French Vanilla Custard Tart
for the sweet pastry:
- 200 g plain or all-purpose flour
- 100 g unsalted butter, cold
- 2 Tbsp white sugar
- ¼ tsp salt
- 1 large egg, lightly beaten
for the custard
- 200 ml full cream milk
- 200 ml whipping cream
- 1 vanilla pod, see notes
- 2 large eggs
- 100 g white sugar
- 40 g cornflour / cornstarch
- 25 g butter, melted
- PREPARE: Line the base of a 20cm springform cake tin with baking paper, then grease the base and sides with butter.
- MAKE THE PASTRY: Place the flour, butter, sugar and salt in the bowl of a food processor with the blade attachment fitted, then pulse until the mixture resembles fine crumbs. Pour the egg into the mixture, then run the processor until the dough clumps together. If the blade is spinning and the dough doesn’t form a ball, add cold water, one teaspoon at a time until it comes together.
- LINE TART PAN: Turn the dough out into the prepared cake tin, then use the tips of your fingers to press it out evenly across the base and halfway up the sides of the tin, creating an evenly big edge all the way around. (If you are feeling confident, feel free to roll the dough out and drape it into the tin, my kitchen is much too warm in summer to roll out much pastry!)
- CHILL TART AND HEAT OVEN: Prick the pastry all over with a fork, then chill in the freezer for 15 minutes. Meanwhile, heat the oven to 180°C / 350°F / Gas 4 with an oven tray in the lower third of the oven.
- INFUSE CREAM: Combine the milk and cream in a small saucepan, halve the vanilla pod (see notes), scrape out the seeds and stir them through the cream mixture along with the pod. Heat gently until almost boiling, then remove from the heat and set aside to infuse.

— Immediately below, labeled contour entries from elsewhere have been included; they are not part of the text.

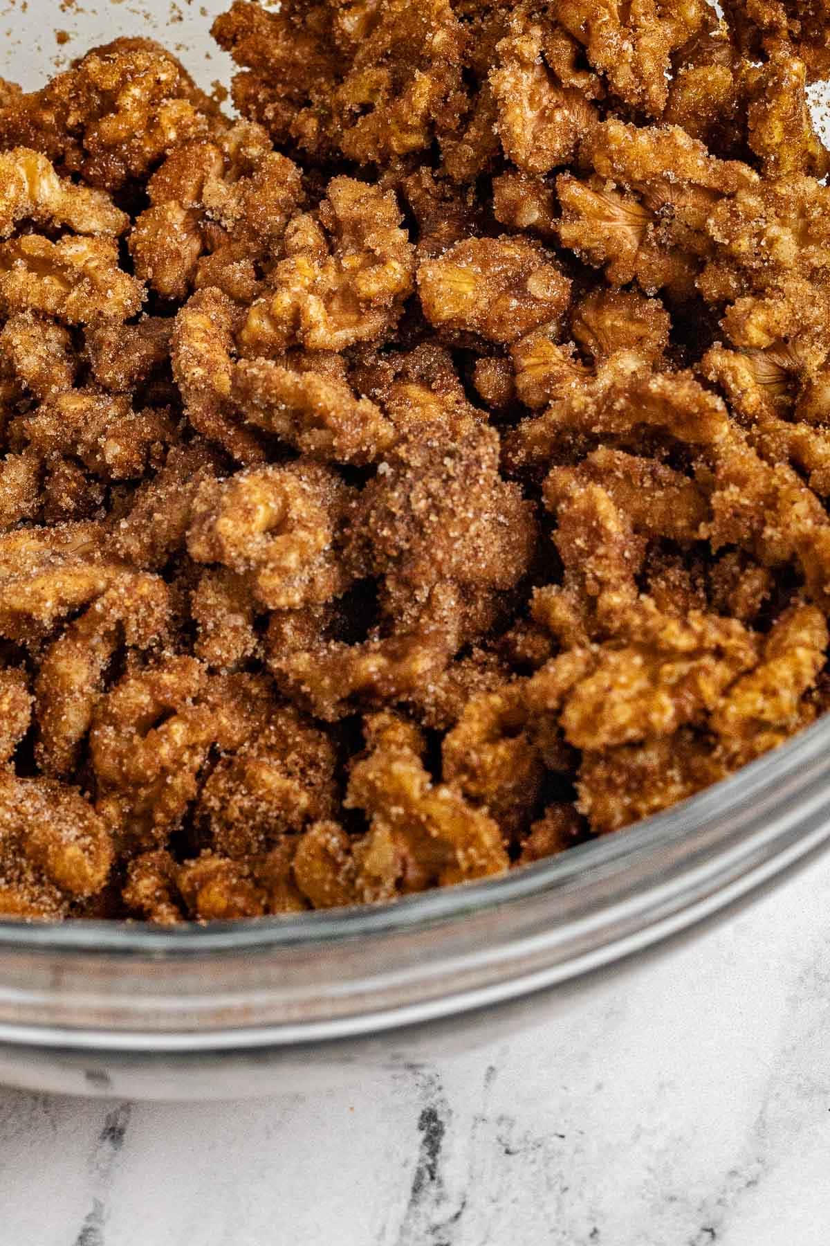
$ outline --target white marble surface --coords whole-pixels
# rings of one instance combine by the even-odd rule
[[[337,1093],[0,1090],[2,1246],[826,1246],[830,855],[541,1029]]]

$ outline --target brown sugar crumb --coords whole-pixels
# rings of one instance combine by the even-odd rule
[[[826,708],[830,6],[724,10],[0,81],[0,915],[501,875]]]

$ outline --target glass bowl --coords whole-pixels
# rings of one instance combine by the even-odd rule
[[[562,1007],[830,837],[830,716],[636,826],[388,906],[159,930],[0,922],[0,1080],[236,1095],[417,1063]]]
[[[229,71],[208,34],[228,4],[205,0],[170,25],[168,0],[87,0],[55,9],[54,26],[67,56],[156,36],[209,88]],[[10,24],[0,76],[31,90],[60,67],[55,30],[41,5]],[[830,716],[637,826],[387,907],[172,931],[0,921],[0,1082],[229,1096],[468,1048],[544,1022],[828,837]]]

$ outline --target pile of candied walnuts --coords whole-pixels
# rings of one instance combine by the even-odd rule
[[[830,706],[830,4],[238,0],[0,82],[0,912],[497,875]]]

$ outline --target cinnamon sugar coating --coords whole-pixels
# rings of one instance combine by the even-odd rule
[[[0,83],[0,915],[389,902],[828,705],[821,2],[236,0]]]

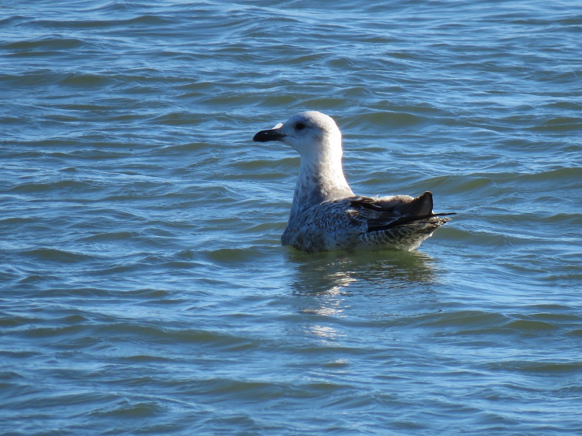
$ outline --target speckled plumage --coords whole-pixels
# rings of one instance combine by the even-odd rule
[[[432,212],[432,195],[376,198],[354,195],[342,168],[342,135],[321,112],[301,112],[254,141],[281,141],[301,156],[283,245],[310,252],[333,249],[413,250],[450,220]],[[451,214],[442,214],[443,215]]]

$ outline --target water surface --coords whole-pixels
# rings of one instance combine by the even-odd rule
[[[582,431],[576,1],[0,6],[6,434]],[[306,109],[417,252],[281,247]]]

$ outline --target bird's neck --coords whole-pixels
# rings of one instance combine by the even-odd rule
[[[340,153],[301,156],[289,219],[322,201],[353,195],[343,175]]]

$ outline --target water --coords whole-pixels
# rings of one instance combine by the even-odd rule
[[[22,2],[21,2],[22,3]],[[582,431],[579,2],[0,6],[5,434]],[[281,247],[333,116],[417,252]]]

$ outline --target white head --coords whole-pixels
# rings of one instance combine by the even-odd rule
[[[307,158],[342,156],[342,134],[337,124],[331,117],[315,110],[293,115],[283,124],[259,132],[253,140],[281,141]]]

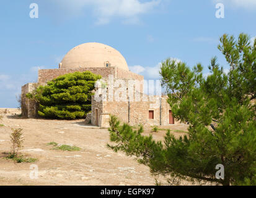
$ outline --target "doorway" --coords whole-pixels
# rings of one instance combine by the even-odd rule
[[[98,109],[95,110],[95,124],[96,126],[98,126]]]
[[[169,110],[169,124],[174,124],[174,118],[172,110]]]

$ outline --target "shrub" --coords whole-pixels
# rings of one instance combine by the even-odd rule
[[[7,113],[7,110],[0,111],[0,120],[2,120]]]
[[[12,158],[17,157],[19,154],[19,151],[20,148],[22,147],[22,144],[24,142],[23,134],[22,132],[22,129],[12,129],[12,133],[11,133],[11,156]]]
[[[79,147],[76,146],[71,146],[69,145],[63,144],[61,145],[58,145],[58,144],[55,142],[51,142],[47,144],[53,145],[54,147],[53,149],[55,150],[61,150],[64,151],[78,151],[81,150]]]
[[[152,132],[158,132],[159,131],[159,128],[158,127],[158,126],[154,126],[152,127],[152,130],[151,130],[151,131]]]
[[[58,77],[45,86],[38,86],[27,97],[39,103],[39,116],[62,119],[85,118],[91,110],[91,97],[101,76],[89,71]]]
[[[10,153],[9,155],[7,155],[6,157],[7,159],[11,159],[17,163],[22,163],[22,162],[25,162],[25,163],[33,163],[36,161],[37,161],[37,158],[24,158],[23,155],[19,156],[19,157],[15,157],[14,155]]]

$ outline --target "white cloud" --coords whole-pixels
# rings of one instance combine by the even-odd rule
[[[216,3],[222,2],[224,5],[230,5],[237,8],[256,9],[255,0],[213,0],[213,1]]]
[[[145,68],[141,66],[134,66],[129,67],[130,70],[136,74],[140,74],[145,71]]]
[[[6,81],[10,79],[10,76],[8,75],[4,75],[4,74],[0,74],[0,81]]]
[[[138,16],[152,11],[161,0],[48,0],[43,3],[57,6],[58,8],[70,16],[87,14],[84,9],[92,8],[92,13],[97,18],[97,25],[109,23],[113,17],[123,19],[125,24],[139,22]]]
[[[171,58],[171,60],[174,60],[176,62],[181,62],[181,61],[177,58]],[[145,79],[159,79],[160,67],[162,66],[161,62],[159,62],[154,67],[143,67],[139,65],[134,66],[129,66],[130,70],[133,72],[138,74],[144,75]]]
[[[217,43],[218,40],[212,38],[212,37],[200,37],[195,38],[193,40],[195,42],[203,42],[203,43]]]
[[[147,37],[147,40],[148,41],[149,41],[149,43],[152,43],[154,42],[154,38],[152,35],[148,35]]]

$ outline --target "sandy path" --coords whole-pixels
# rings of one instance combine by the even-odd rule
[[[0,151],[9,152],[11,128],[24,129],[22,153],[38,158],[38,178],[29,177],[31,163],[0,158],[1,185],[154,185],[148,167],[106,148],[107,129],[83,127],[82,120],[20,119],[9,110],[0,124]],[[52,150],[47,143],[71,144],[77,152]]]
[[[19,113],[19,110],[8,109],[8,113],[0,121],[4,124],[0,127],[0,153],[10,150],[11,129],[22,128],[25,138],[22,153],[38,160],[17,163],[1,157],[0,185],[155,184],[147,166],[106,148],[110,142],[107,129],[86,127],[83,120],[22,119],[17,116]],[[161,139],[164,133],[152,134],[156,139]],[[144,134],[151,133],[146,130]],[[47,145],[50,142],[73,144],[81,150],[52,150],[52,146]],[[29,176],[32,164],[38,167],[37,179]]]

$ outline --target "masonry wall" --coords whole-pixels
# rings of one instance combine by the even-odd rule
[[[27,118],[35,118],[37,114],[37,107],[35,102],[29,100],[26,97],[27,93],[31,93],[35,90],[37,84],[29,83],[22,87],[21,97],[22,97],[22,112],[24,115]]]
[[[143,75],[133,73],[130,71],[127,71],[117,67],[87,67],[73,69],[40,69],[38,71],[38,82],[40,84],[45,84],[47,82],[50,81],[66,74],[74,73],[76,72],[85,72],[89,71],[95,74],[99,74],[102,76],[102,78],[108,79],[109,75],[113,75],[114,78],[119,78],[123,79],[136,79],[143,80]]]
[[[120,88],[115,88],[114,92],[119,89],[120,92],[126,93],[128,95],[129,90]],[[106,101],[96,102],[92,99],[92,106],[99,106],[101,104],[102,108],[99,114],[99,126],[108,127],[108,121],[110,114],[117,116],[122,123],[129,123],[135,126],[143,124],[144,126],[168,125],[170,106],[167,103],[167,96],[148,96],[139,94],[139,100],[135,101],[135,98],[128,101],[128,97],[126,101],[116,101],[114,96],[113,101],[109,101],[108,94]],[[149,111],[154,111],[154,119],[149,119]],[[93,108],[92,114],[95,114],[95,108]],[[95,118],[95,116],[94,116]],[[175,121],[177,123],[177,121]],[[92,122],[95,123],[95,121]]]

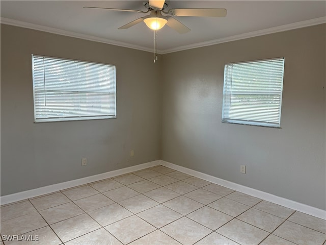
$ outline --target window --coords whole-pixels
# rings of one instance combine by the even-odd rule
[[[114,118],[116,67],[32,55],[34,120]]]
[[[226,64],[222,122],[279,128],[283,58]]]

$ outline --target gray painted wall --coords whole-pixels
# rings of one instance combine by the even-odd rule
[[[164,55],[161,159],[325,209],[325,30]],[[282,129],[222,123],[225,64],[279,57],[285,58]]]
[[[151,53],[2,25],[1,194],[160,158],[326,209],[325,29],[166,54],[154,65]],[[34,123],[32,54],[115,64],[118,118]],[[222,124],[224,64],[281,56],[282,129]]]
[[[34,123],[32,54],[116,65],[117,119]],[[159,159],[159,64],[148,52],[2,24],[2,195]]]

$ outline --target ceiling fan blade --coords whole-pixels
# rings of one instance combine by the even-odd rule
[[[172,9],[169,14],[175,16],[225,17],[225,9]]]
[[[149,6],[152,9],[160,10],[163,8],[165,0],[149,0]]]
[[[189,28],[184,26],[179,20],[177,20],[172,16],[166,17],[168,18],[168,23],[167,23],[167,26],[171,27],[174,30],[175,30],[179,33],[182,34],[190,31],[190,29]]]
[[[119,27],[119,28],[118,28],[118,29],[119,30],[121,30],[121,29],[127,29],[128,28],[129,28],[131,27],[133,27],[133,26],[134,26],[135,24],[137,24],[138,23],[140,23],[141,22],[142,22],[143,20],[144,20],[144,17],[142,17],[141,18],[140,18],[139,19],[135,19],[134,20],[130,22],[129,23],[128,23],[126,24],[125,24],[124,26],[122,26],[121,27]]]
[[[141,10],[135,10],[133,9],[111,9],[110,8],[101,8],[99,7],[83,7],[85,9],[106,9],[107,10],[113,10],[114,11],[123,11],[123,12],[133,12],[135,13],[143,13],[145,12]]]

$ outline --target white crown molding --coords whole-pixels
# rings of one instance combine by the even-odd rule
[[[179,166],[178,165],[176,165],[166,161],[161,160],[159,160],[159,165],[161,165],[162,166],[169,167],[173,169],[195,176],[195,177],[207,180],[214,184],[235,190],[237,191],[240,191],[260,199],[263,199],[276,204],[286,207],[287,208],[291,208],[291,209],[297,210],[300,212],[314,216],[318,218],[326,219],[326,210],[323,210],[322,209],[320,209],[289,199],[286,199],[286,198],[281,198],[269,193],[265,192],[256,189],[253,189],[252,188],[223,180],[223,179],[220,179],[219,178],[212,176],[211,175],[207,175],[187,167],[182,167],[182,166]]]
[[[277,32],[284,32],[285,31],[289,31],[290,30],[297,29],[302,28],[303,27],[310,27],[311,26],[315,26],[316,24],[322,24],[326,23],[326,17],[321,17],[316,18],[315,19],[309,19],[304,21],[296,22],[291,24],[284,24],[279,27],[272,27],[267,29],[260,30],[254,32],[248,32],[247,33],[242,33],[241,34],[236,35],[230,37],[220,38],[219,39],[212,40],[206,42],[198,42],[189,45],[186,45],[173,48],[170,48],[162,51],[161,54],[169,54],[170,53],[174,53],[183,50],[190,50],[192,48],[196,48],[197,47],[204,47],[206,46],[210,46],[211,45],[218,44],[223,42],[231,42],[232,41],[236,41],[240,39],[244,39],[251,37],[257,37],[258,36],[262,36],[263,35],[270,34]]]
[[[11,26],[15,26],[16,27],[23,27],[24,28],[28,28],[29,29],[33,29],[37,31],[41,31],[42,32],[49,32],[55,34],[62,35],[71,37],[75,37],[76,38],[80,38],[82,39],[87,40],[89,41],[93,41],[94,42],[102,42],[107,44],[115,45],[116,46],[120,46],[124,47],[128,47],[133,48],[134,50],[141,50],[142,51],[146,51],[147,52],[153,52],[152,48],[149,48],[137,45],[131,44],[126,42],[120,42],[119,41],[115,41],[113,40],[107,39],[101,37],[97,37],[89,35],[82,34],[76,32],[65,31],[62,29],[58,29],[52,27],[48,27],[39,24],[33,24],[28,22],[21,21],[20,20],[16,20],[15,19],[9,19],[8,18],[1,17],[1,23],[5,24],[9,24]],[[161,54],[162,51],[157,50],[157,53]]]
[[[210,41],[208,41],[205,42],[198,42],[198,43],[194,43],[192,44],[186,45],[184,46],[181,46],[180,47],[177,47],[173,48],[169,48],[169,49],[164,50],[157,50],[157,54],[163,55],[165,54],[169,54],[170,53],[177,52],[178,51],[182,51],[183,50],[189,50],[192,48],[196,48],[197,47],[204,47],[206,46],[210,46],[211,45],[218,44],[219,43],[222,43],[224,42],[231,42],[232,41],[236,41],[238,40],[244,39],[246,38],[249,38],[251,37],[262,36],[263,35],[270,34],[272,33],[275,33],[277,32],[284,32],[285,31],[289,31],[290,30],[302,28],[304,27],[310,27],[311,26],[315,26],[316,24],[322,24],[324,23],[326,23],[326,16],[321,17],[320,18],[316,18],[315,19],[312,19],[308,20],[305,20],[303,21],[296,22],[292,23],[291,24],[284,24],[283,26],[280,26],[279,27],[273,27],[271,28],[267,28],[266,29],[260,30],[256,31],[254,32],[251,32],[247,33],[242,33],[241,34],[236,35],[234,36],[231,36],[230,37],[225,37],[223,38],[220,38],[218,39],[214,39],[214,40],[212,40]],[[146,51],[148,52],[153,52],[153,50],[152,48],[149,48],[146,47],[138,46],[138,45],[132,44],[130,43],[120,42],[118,41],[114,41],[113,40],[107,39],[106,38],[97,37],[94,36],[91,36],[91,35],[86,35],[86,34],[82,34],[80,33],[70,32],[68,31],[65,31],[61,29],[52,28],[51,27],[45,27],[43,26],[33,24],[32,23],[29,23],[24,21],[21,21],[19,20],[16,20],[14,19],[9,19],[7,18],[1,17],[1,23],[10,24],[11,26],[15,26],[17,27],[23,27],[25,28],[29,28],[30,29],[34,29],[38,31],[42,31],[43,32],[49,32],[51,33],[54,33],[56,34],[63,35],[64,36],[67,36],[69,37],[75,37],[76,38],[80,38],[83,39],[88,40],[89,41],[102,42],[102,43],[107,43],[108,44],[115,45],[116,46],[120,46],[122,47],[128,47],[129,48],[133,48],[135,50],[141,50],[143,51]]]

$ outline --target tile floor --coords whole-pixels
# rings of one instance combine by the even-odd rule
[[[325,245],[326,240],[323,219],[162,166],[3,205],[1,228],[5,244]],[[18,236],[6,240],[9,235]]]

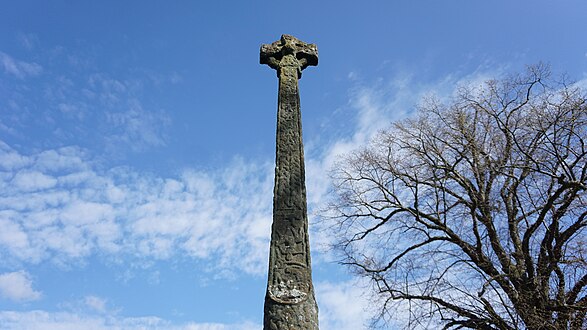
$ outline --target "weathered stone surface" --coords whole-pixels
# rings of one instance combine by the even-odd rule
[[[318,329],[312,285],[298,79],[318,64],[316,45],[292,36],[261,46],[261,64],[277,70],[279,96],[273,225],[264,329]]]

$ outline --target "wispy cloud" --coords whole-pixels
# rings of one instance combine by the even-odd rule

- BLIND BAKE (1): To blind bake, the pastry, remove the tart shell from the freezer, scrunch up a piece of baking paper and press it evenly over the surface of the pastry. Cover the baking paper with a layer of tinfoil, then fill with baking weights – I use rock salt as it fills the tin and weighs it down perfectly and can be used over and over again.
- BLIND BAKE (2): Cook the tart shell in the preheated oven for 10 minutes, then carefully remove the tinfoil and weights, gently peel off the baking paper and return to the oven for a further 10 minutes. Remove from the oven and set aside. If there are any rips or tears in the pastry case, make a mixture of equal parts flour and water and use this to plug the gaps.
- MAKE CUSTARD: While the tart shell is blind baking, whisk together the eggs, sugar and cornflour in a mixing bowl until light and fluffy. Whisk in the butter. Remove the vanilla pod from the cream mixture (make sure to save it!) then reheat the mixture until nearly boiling. Pour the hot cream into the beaten eggs, whisking all the time until smooth.
- ASSEMBLE TART: Pour the custard carefully into the tart shell, leaving a small gap below the rim. Bake in the oven for 45 minutes until the top has begun to caramelise. The tart should still have a little wobble to it when you take it out of the oven. Allow to cool to room temperature, then refrigerate for at least 4 hours until set.